Each Valentine’s Day, approximately 1 billion letters and cards are sent each year to loved ones. So where does this remarkably popular Saint Valentine’s Day come from anyway? In the city of Rome around 270 AD, there lived an Emperor known as Claudius the Cruel. Claudius was having problems recruiting men to serve in his armies, because the men selfishly wanted to stay home with their wives and children. Angry that his men were more loyal to their wives than to himself, Claudius decided to outlaw marriage!
Couples who were in love searched for someone who would help them get married, even in secret. A priest named Valentine performed wedding ceremonies for these desperate young lovers. When a young couple came to the temple, he secretly united them in marriage in front of the sacred altar. Another pair sought his aid and in secret he wed them. Others came and quietly were married. Valentine quickly became the friend of lovers in every district of Rome.
But, such secrets could not be kept for long in Rome. At last word of Valentine’s acts reached the palace and Claudius the Cruel was angry, exceedingly angry. On the orders of Claudius, Valentine was dragged from the temple, away from the altar where a young maiden and a Roman youth stood, ready to be married, and he taken off to jail.
Valentine’s jailer had a daughter, Augustine. She was so kind to Valentine during his brutal imprisonment, that Valentine sent a card to her with a grateful “thank you” message for all that she had done.

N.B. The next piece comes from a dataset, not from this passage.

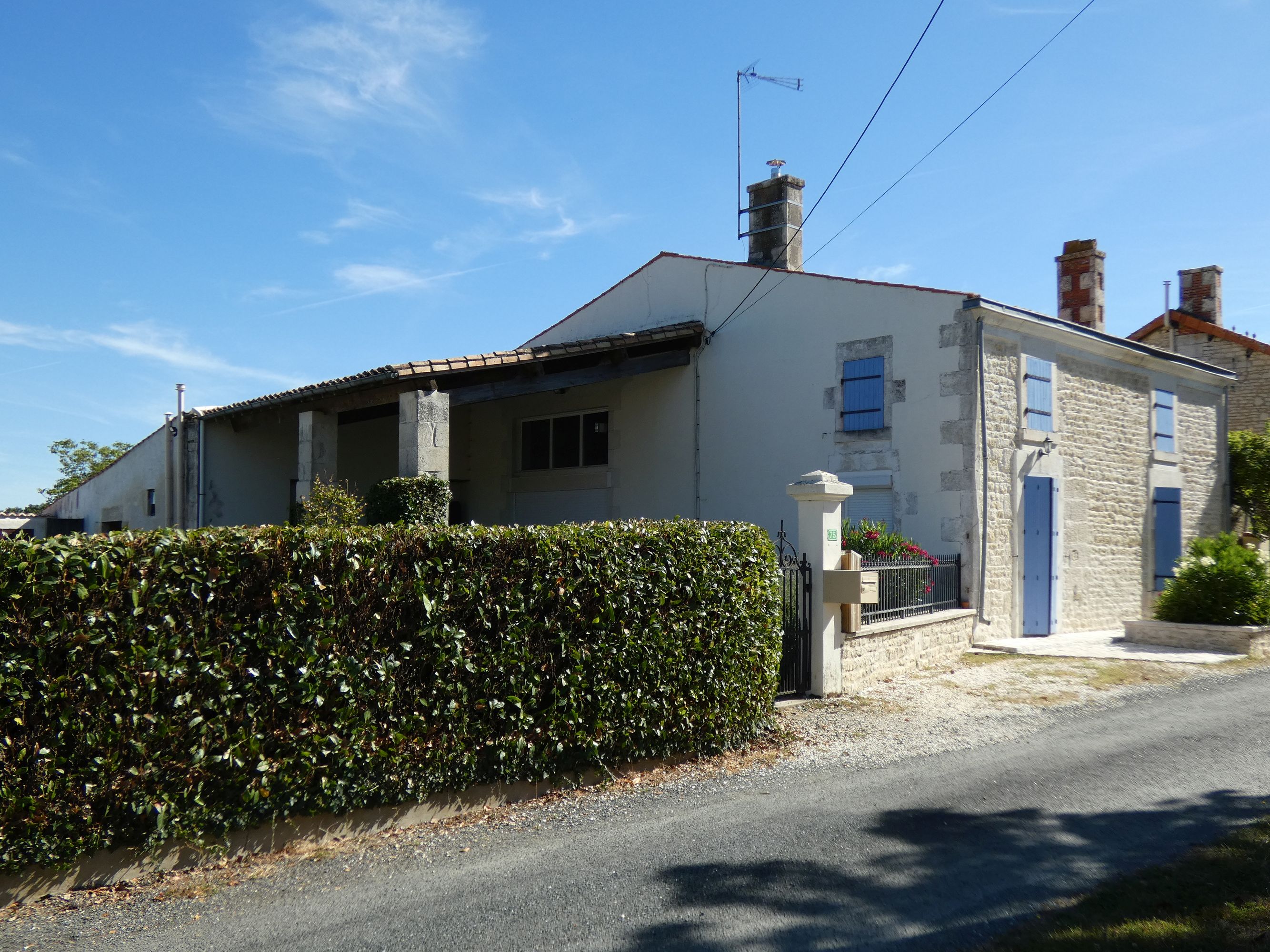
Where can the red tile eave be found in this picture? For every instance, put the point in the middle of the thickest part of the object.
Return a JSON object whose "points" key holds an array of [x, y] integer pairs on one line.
{"points": [[1188, 323], [738, 265]]}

Many asked Claudius to release Valentine but Claudius refused to do so. As a punishment for supporting marriage, Valentine was beaten to death with clubs and then beheaded. Valentine laid down his life for others because he passionately believed in the sanctity of marriage. His devoted friends buried him in the church of St. Praxedes. The date of his tragic murder was February 14, 270 AD.
History tells us the first modern valentines’ card dates from the early years of the fifteenth century. The young French Duke of Orleans, captured at the battle of Agincourt, was kept a prisoner in the Tower of London for many years. He wrote poem after poem to his wife, real valentines, of which about sixty remain. These can be seen among the royal papers in the British Museum.
All of my Valentine’s Day Cards to my wife over the past decades have been marked with a string of “X”s to represent kisses. The practice of using an “X” for a kiss grew out of the medieval practice of letting illiterate people sign documents with an “X” to represent their name. This was done in the presence of witnesses and a kiss was given upon the “X” to show sincerity. The “X” then became synonymous with a kiss in the minds of most people. Why did they sign with an “X”? One reason was because the “X” shape represented St. Andrew’s cross which is also used in the Scottish and British flags. But most importantly for our ancestors, the “X” represented the first Greek letter (Chi) in the name ‘Christ’. (That’s why Xmas stands for the ‘Christ’ in CHRIST-mas.) For our forebears, “X” = Kisses=Love=the Cross=Christ.
‘X’ marks the spot in our grateful Christ-centered marriage. ‘X’ has been the open secret to our perseverance through good times and bad times. ‘X’ has been the key to our hanging in there through sickness and health. ‘X’ will be the key to our having and holding till death do us part. My prayer for those reading this article is that each of us, like Saint Valentine, may be open to a personal encounter with the eternal ‘X’, Jesus Christ.